2. It allows the business to retain talented staff
Often, the strain of juggling care with work just becomes too much to bear and people quit their jobs. They may opt for the flexibility self-employment can offer them, or perhaps take a step back into a less demanding role. In a time of skills shortages, however, businesses cannot afford to lose their best people. HR may have a difficult job convincing hard-pressed managers of the need to be flexible and accommodating, but often a few simple adjustments – such as occasional home-working or allowing people to make up lost time rather than take leave – can be enough to make it feasible for someone to stay.
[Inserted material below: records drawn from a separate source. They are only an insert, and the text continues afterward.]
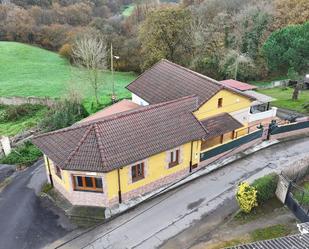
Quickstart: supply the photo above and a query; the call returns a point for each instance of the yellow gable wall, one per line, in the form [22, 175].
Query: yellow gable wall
[231, 102]
[155, 169]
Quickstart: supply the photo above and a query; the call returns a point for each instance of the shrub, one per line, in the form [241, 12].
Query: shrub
[46, 188]
[25, 155]
[66, 51]
[266, 187]
[246, 196]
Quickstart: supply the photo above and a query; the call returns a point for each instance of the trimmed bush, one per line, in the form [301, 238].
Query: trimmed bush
[266, 187]
[247, 197]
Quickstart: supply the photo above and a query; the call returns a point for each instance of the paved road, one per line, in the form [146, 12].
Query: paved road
[25, 220]
[169, 220]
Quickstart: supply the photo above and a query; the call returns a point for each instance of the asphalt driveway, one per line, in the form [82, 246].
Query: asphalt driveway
[27, 221]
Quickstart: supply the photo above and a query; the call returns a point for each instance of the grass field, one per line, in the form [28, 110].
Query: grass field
[284, 98]
[11, 128]
[30, 71]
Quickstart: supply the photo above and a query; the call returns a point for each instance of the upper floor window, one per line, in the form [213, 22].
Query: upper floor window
[137, 172]
[220, 102]
[174, 158]
[87, 183]
[58, 171]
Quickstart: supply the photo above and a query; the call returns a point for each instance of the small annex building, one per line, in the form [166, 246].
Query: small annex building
[130, 148]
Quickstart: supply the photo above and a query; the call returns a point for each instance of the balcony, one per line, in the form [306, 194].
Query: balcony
[262, 115]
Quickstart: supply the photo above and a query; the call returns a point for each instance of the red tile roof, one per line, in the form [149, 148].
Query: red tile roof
[238, 85]
[166, 81]
[121, 106]
[123, 138]
[220, 124]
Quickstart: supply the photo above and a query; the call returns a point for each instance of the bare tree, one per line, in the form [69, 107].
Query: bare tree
[89, 52]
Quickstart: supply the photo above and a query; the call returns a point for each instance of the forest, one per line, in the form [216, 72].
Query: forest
[242, 39]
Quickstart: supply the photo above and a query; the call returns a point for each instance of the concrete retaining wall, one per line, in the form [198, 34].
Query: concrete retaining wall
[285, 135]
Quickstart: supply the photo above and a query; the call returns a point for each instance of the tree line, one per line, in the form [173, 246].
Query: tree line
[242, 39]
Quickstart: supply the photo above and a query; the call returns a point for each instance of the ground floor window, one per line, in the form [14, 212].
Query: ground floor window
[174, 158]
[87, 183]
[58, 171]
[137, 172]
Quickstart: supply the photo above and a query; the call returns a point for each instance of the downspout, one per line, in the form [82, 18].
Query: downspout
[119, 186]
[49, 173]
[191, 157]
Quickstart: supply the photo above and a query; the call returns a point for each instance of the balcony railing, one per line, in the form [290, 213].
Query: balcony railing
[263, 115]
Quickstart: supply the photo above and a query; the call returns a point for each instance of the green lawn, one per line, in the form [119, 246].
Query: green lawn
[267, 82]
[11, 128]
[284, 98]
[31, 71]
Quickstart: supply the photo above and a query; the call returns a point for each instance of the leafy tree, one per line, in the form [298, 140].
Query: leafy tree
[289, 12]
[89, 52]
[288, 48]
[166, 33]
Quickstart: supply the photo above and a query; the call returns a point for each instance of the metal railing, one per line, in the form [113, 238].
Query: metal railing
[231, 145]
[289, 127]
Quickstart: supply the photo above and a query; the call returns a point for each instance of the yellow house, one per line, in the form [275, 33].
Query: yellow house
[106, 160]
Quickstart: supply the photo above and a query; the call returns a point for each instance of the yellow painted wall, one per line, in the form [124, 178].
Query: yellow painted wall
[231, 102]
[156, 169]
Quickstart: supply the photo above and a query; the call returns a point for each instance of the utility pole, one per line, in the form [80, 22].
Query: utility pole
[112, 69]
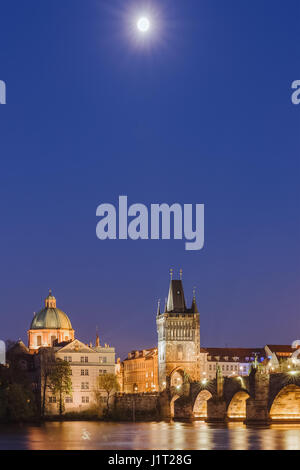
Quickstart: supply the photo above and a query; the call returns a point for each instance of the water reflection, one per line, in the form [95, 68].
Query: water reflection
[162, 435]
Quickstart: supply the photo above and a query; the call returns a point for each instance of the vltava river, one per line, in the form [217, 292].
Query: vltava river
[162, 435]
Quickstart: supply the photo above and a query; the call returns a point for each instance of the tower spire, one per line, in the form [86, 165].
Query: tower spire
[194, 304]
[97, 344]
[50, 301]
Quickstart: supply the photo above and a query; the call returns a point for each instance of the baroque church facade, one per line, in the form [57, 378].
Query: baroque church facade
[51, 332]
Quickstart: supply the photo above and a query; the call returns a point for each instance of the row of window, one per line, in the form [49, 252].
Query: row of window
[70, 400]
[227, 367]
[102, 360]
[86, 372]
[235, 359]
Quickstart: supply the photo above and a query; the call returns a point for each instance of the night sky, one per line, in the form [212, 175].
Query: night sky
[198, 112]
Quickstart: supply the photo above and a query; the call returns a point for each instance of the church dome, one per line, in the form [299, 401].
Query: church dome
[50, 317]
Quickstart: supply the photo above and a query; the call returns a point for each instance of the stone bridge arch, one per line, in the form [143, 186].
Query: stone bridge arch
[236, 408]
[176, 377]
[286, 404]
[172, 405]
[200, 404]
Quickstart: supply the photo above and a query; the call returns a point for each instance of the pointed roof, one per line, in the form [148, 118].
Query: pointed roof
[176, 300]
[194, 308]
[75, 346]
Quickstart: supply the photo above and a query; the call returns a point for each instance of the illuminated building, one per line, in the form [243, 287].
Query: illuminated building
[140, 371]
[87, 362]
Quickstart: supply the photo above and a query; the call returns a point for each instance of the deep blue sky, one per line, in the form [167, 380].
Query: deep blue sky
[200, 114]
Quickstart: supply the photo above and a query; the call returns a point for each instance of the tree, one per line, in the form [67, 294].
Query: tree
[17, 401]
[46, 365]
[60, 382]
[109, 384]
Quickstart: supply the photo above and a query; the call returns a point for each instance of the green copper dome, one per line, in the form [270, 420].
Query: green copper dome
[50, 317]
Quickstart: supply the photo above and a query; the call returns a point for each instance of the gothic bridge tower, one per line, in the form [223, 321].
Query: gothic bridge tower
[178, 329]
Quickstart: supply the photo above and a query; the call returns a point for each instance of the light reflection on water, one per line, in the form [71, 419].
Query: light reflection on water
[162, 435]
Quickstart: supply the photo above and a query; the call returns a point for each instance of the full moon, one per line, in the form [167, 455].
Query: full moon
[143, 24]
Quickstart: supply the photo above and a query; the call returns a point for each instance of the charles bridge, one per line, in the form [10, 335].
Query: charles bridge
[259, 398]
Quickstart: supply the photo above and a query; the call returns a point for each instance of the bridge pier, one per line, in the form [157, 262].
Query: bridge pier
[216, 410]
[257, 411]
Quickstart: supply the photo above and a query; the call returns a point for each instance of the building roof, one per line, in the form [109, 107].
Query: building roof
[176, 300]
[281, 348]
[175, 303]
[50, 317]
[143, 353]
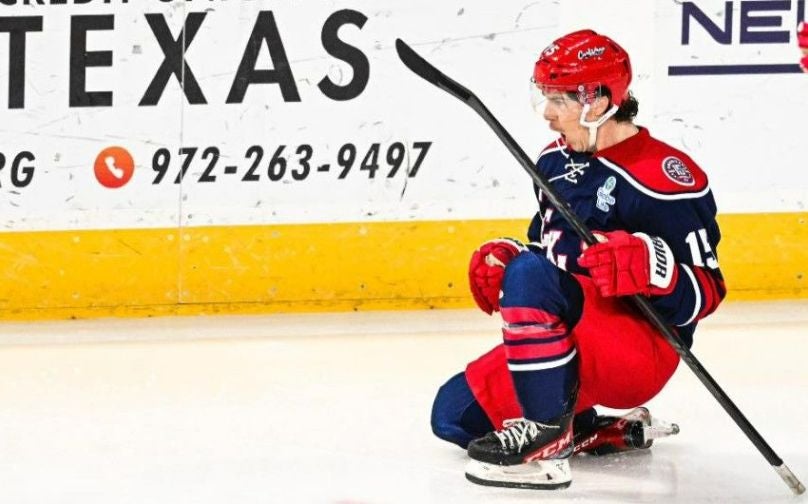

3. It boosts loyalty and engagement
Carers who feel supported by their employees are usually extremely grateful. If they can see the business is doing its best to help them manage their complicated lives, they will repay the effort by being more loyal, engaged employees who are prepared to go the extra mile when needed. It can be challenging to provide the flexibility that carers need to deal with seemingly endless appointments and unexpected crises, especially in a smaller business where there may not be other staff around to pick up the slack, or indeed the budget to pay for temporary cover. But HR needs to encourage managers to take a longer term, wider view. Better to have a highly productive member of staff who is fully committed to the job, rather than see people the business has invested heavily in, and who may have specialist skills, walking out of the door.
Do you know how many employees in your organisation have caring responsibilities? Have you any programs in place designed to help them?